Paint entire canvas and allow to dry for at least 30 minutes.
Step 3: Horizon
With black paint on your small, narrow liner brush, paint a horizontal line 4" above the bottom edge of canvas.
Step 4: Buildings
Using a 1" wide flat brush and dark grey paint, paint 10 or 11 buildings across the canvas at different heights.
Add a bit of white paint to the grey and add several more buildings in front of these.
Add a small bit of black paint to the grey and paint another row of shorter buildings in the front.
You want to have different shades of grey for the buildings so they don't all blend in together.
Step 5: Reflection
Dab a bit of grey paint on the paintbrush and very lightly, brush downward from the horizon, making a blurry reflection in the water below the buildings.
Step 6: Shading
Using a wide flat brush, apply some darker grey onto the top of each building to give them a little dimension.
Take a small brush and paint a horizontal line across the top of each building to give them a flat roof line.
Step 7: Adding Color
Here's where the fun starts!
With 7 different colors, you'll want to line them up in the order of the rainbow.
Purple, blue, turquoise, green, yellow, orange and red.
Use the fan brush for this step.
The green is in the center of the spectrum so paint the middle buildings with a bit of green at the top edge.
Then paint the blue on the left side of the canvas and the red on the right side of the canvas.
Fill in the blue and turquoise between the purple and green buildings.
Then the yellow and orange between the green and red buildings.
Add a bit of each color to the reflection in the water below the buildings.
Step 8: Water
Take your palette knife and scrape some white paint on the edge of it.
Holding the palette knife sideways, run it along the horizon line.
Get more white paint and continue to apply it to the canvas along the horizon line until it is covered.
Add some white horizontal lines below the horizon to create an illusion of movement in the water.
As you paint these lines on the water, they get farther apart near the bottom of the canvas.
I really like this technique because it adds so much depth to the painting.
Step 9: Details
At this point I stepped back and looked at the painting.
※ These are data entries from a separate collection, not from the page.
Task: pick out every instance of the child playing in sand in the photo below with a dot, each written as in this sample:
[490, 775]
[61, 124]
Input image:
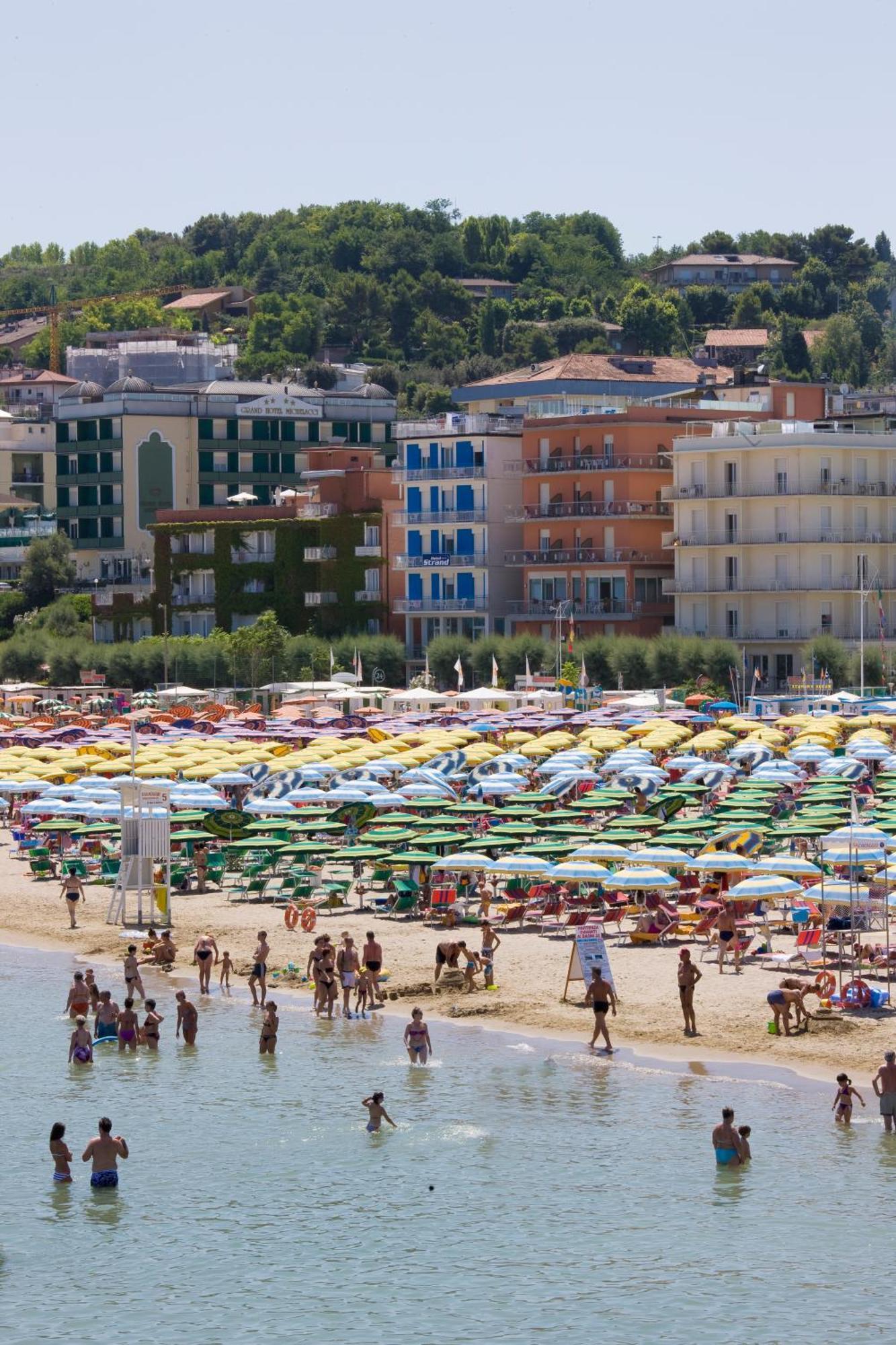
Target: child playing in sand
[227, 968]
[844, 1100]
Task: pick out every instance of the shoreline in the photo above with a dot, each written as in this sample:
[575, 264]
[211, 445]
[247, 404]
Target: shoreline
[749, 1067]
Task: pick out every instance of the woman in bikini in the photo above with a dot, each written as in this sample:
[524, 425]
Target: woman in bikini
[128, 1027]
[268, 1039]
[60, 1153]
[844, 1100]
[81, 1043]
[202, 954]
[417, 1039]
[151, 1026]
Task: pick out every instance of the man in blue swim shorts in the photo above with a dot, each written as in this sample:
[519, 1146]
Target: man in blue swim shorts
[106, 1151]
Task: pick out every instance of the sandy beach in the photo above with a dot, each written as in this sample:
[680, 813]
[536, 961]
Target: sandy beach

I decided it needed a little more definition, so I outlined the tops of each building with black paint and a small brush.
I then added more color on top of the black allowing a sliver of the black paint to show through.
For the very last detail, I painted a bit of each color to the one next to it. This really made the colors appear to blend gradually.
I'm very happy with the way this painting turned out. Time to wash out the paintbrushes and hang it on the wall!